Por que este empreendedor bilionário virou motorista da Uber

Aos 53 anos, o cofundador do site de viagens Kayak e professor do MIT, Paul English, decidiu se dedicar a uma nova atividade

São Paulo – Aos 53 anos, o cofundador do site de viagens Kayak e professor da escola de negócios do MIT, Paul English, decidiu respirar novos ares.

Após vender sua plataforma online por 1,8 bilhão de dólares (equivalente a 6,1 bilhões de reais em valores atuais), o empreendedor serial passou a dedicar algumas horas de sua semana a uma curiosa atividade: ser condutor da Uber.

Em entrevista ao site da revista Inc., English explica que uma série de fatores o levaram à curiosa empreitada. Em primeiro lugar, ele notou que 90% dos compromissos de sua agenda eram com profissionais de tecnologia ou de organizações sem fins lucrativos. Era preciso “expandir o seu círculo”.

Em segundo – e o mais importante –, dirigir para a Uber seria uma oportunidade de entender como os profissionais deste serviço são avaliados. Não se trata, obviamente, de pura curiosidade. Acontece que a nova startup de English, a Lola, irá operar por uma lógica semelhante, conectando viajantes a agentes de viagem.

Um sucesso?

English iniciou seu novo hobby em grande estilo, logo após sair de uma festa de Halloween. Fantasiado de vampiro, o bilionário logo ganhou a simpatia dos clientes.

Sem oferecer doces e outros “mimos” – costume de boa parte dos motoristas do app –, ele criou o hábito de escrever uma frase sobre cada passageiro em seu notebook.

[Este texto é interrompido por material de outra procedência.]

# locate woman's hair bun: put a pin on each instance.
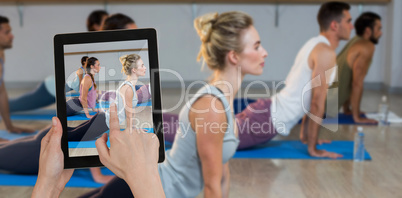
(203, 25)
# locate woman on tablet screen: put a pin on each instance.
(88, 93)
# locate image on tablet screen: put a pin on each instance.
(97, 75)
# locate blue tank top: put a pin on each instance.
(120, 103)
(181, 172)
(2, 72)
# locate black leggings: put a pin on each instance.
(73, 106)
(22, 155)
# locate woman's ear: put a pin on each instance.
(232, 57)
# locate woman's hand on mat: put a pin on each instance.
(323, 153)
(133, 156)
(361, 120)
(14, 129)
(89, 116)
(52, 177)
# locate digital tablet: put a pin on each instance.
(90, 76)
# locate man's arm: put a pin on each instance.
(360, 67)
(324, 59)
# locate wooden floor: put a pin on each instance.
(381, 177)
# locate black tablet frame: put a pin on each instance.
(60, 40)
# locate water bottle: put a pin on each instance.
(383, 111)
(358, 153)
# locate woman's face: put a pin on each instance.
(141, 69)
(251, 59)
(96, 67)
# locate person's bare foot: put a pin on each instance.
(3, 140)
(99, 177)
(103, 179)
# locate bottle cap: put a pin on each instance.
(384, 99)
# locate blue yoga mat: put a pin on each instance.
(12, 136)
(81, 178)
(241, 103)
(293, 149)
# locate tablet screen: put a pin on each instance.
(97, 75)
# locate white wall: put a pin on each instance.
(178, 43)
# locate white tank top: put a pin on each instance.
(293, 101)
(120, 103)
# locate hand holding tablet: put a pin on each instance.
(133, 156)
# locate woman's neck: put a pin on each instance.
(228, 80)
(132, 79)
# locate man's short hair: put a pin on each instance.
(366, 19)
(3, 20)
(329, 12)
(95, 18)
(117, 22)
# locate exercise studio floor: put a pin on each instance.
(380, 177)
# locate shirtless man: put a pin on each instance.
(354, 62)
(335, 25)
(6, 42)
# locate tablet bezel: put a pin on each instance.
(60, 40)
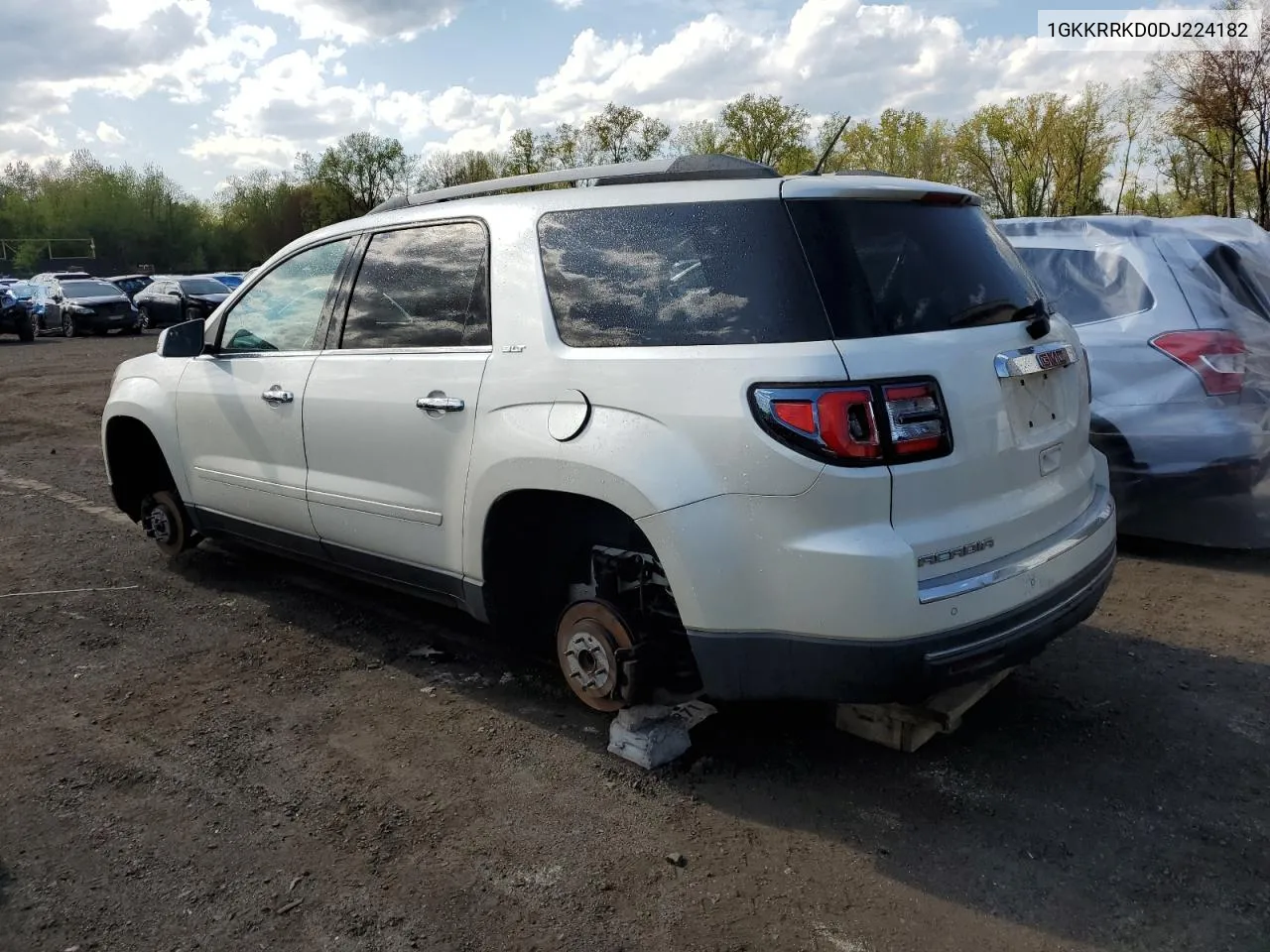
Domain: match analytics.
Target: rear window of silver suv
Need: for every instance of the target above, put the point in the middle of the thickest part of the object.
(679, 275)
(767, 272)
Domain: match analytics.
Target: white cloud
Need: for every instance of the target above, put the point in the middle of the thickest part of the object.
(830, 55)
(27, 143)
(363, 21)
(105, 132)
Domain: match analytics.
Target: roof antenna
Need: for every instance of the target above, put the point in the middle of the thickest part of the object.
(829, 149)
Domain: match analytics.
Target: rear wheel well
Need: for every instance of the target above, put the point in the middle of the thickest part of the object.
(536, 543)
(545, 552)
(137, 465)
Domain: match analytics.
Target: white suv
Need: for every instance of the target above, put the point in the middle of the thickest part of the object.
(707, 428)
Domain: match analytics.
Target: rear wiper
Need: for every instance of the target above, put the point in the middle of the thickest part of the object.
(1037, 313)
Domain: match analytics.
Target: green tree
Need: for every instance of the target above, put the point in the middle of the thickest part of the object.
(766, 130)
(357, 173)
(30, 257)
(701, 137)
(621, 134)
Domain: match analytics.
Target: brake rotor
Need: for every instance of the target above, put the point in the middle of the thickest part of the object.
(588, 639)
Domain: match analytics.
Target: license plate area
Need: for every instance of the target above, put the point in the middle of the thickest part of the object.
(1037, 391)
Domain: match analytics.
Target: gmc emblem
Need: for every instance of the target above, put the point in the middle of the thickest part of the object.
(948, 555)
(1052, 359)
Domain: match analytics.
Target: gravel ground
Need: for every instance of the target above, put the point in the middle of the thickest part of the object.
(231, 754)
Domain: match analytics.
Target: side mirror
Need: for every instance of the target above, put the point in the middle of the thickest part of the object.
(185, 339)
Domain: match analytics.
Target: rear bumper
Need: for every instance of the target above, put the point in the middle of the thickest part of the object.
(766, 665)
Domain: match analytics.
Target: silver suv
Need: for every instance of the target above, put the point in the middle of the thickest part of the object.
(1175, 315)
(697, 425)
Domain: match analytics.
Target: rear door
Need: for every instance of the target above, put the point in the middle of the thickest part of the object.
(922, 289)
(239, 409)
(390, 408)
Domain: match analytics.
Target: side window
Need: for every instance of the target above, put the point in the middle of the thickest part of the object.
(1087, 286)
(679, 275)
(282, 311)
(422, 287)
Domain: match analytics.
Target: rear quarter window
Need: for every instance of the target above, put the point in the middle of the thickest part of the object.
(896, 267)
(679, 275)
(1086, 285)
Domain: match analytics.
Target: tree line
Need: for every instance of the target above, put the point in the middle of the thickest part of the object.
(1192, 137)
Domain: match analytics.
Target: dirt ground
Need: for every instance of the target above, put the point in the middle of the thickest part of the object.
(232, 754)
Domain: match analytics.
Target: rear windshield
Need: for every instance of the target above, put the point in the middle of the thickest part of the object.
(679, 275)
(203, 286)
(905, 268)
(1087, 286)
(89, 289)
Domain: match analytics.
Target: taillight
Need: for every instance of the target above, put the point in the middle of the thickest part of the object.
(857, 424)
(1216, 357)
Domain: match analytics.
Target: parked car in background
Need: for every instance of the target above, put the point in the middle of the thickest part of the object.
(17, 315)
(230, 280)
(75, 306)
(172, 299)
(73, 275)
(131, 284)
(699, 426)
(1175, 315)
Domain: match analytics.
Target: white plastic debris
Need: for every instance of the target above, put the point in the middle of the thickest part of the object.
(652, 735)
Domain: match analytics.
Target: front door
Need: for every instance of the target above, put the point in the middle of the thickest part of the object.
(390, 408)
(48, 295)
(239, 409)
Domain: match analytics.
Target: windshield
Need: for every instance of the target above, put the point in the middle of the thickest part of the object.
(1234, 272)
(89, 289)
(907, 268)
(203, 286)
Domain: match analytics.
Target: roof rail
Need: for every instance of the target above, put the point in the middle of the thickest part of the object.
(689, 168)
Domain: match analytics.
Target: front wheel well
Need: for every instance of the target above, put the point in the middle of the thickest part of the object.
(536, 543)
(136, 462)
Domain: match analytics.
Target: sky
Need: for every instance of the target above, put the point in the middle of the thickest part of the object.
(213, 87)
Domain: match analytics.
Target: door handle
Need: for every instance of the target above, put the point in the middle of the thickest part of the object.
(441, 403)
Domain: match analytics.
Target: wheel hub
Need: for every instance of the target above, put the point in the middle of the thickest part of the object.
(588, 639)
(158, 525)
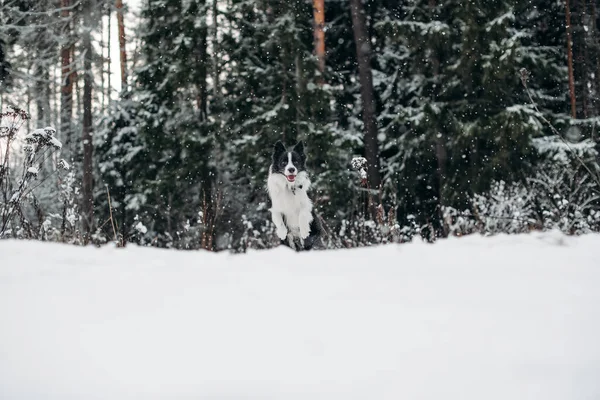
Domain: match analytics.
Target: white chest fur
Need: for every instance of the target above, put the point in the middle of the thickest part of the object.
(291, 209)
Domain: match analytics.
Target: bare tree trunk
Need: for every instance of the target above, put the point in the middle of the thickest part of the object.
(109, 60)
(216, 59)
(319, 32)
(122, 52)
(201, 66)
(570, 61)
(66, 89)
(87, 181)
(596, 37)
(363, 54)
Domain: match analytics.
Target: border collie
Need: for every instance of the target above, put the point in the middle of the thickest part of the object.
(291, 208)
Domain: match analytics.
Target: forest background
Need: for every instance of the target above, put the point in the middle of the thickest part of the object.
(477, 116)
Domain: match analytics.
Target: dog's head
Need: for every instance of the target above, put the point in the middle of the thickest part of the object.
(288, 162)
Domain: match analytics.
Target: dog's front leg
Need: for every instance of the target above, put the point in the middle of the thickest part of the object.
(304, 220)
(277, 218)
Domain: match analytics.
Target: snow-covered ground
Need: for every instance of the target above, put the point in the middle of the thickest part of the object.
(508, 317)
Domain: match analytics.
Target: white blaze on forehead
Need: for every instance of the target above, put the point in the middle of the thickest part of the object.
(290, 164)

Quando perguntam sobre sua profissão, o empresário se limita a dizer que é engenheiro. Uma única vez, porém, diante de uma menina de 13 anos cujo sonho era estudar no MIT, ele não resistiu e contou-lhe sobre seu cargo na instituição.

“Ela não acreditou em mim e perguntou: por que você está dirigindo esse carro se dá aula no MIT? Eu respondi que tenho várias vidas”, brincou.

Mas, afinal, como o cofundador do Kayak se saiu como motorista? Ao que tudo indica, muito bem. O empresário ostenta a nota 4,97, quase a máxima permitida pelo aplicativo. “Eu apenas me pergunto: quem não me deu 5 estrelas? O que será que eu fiz de errado?”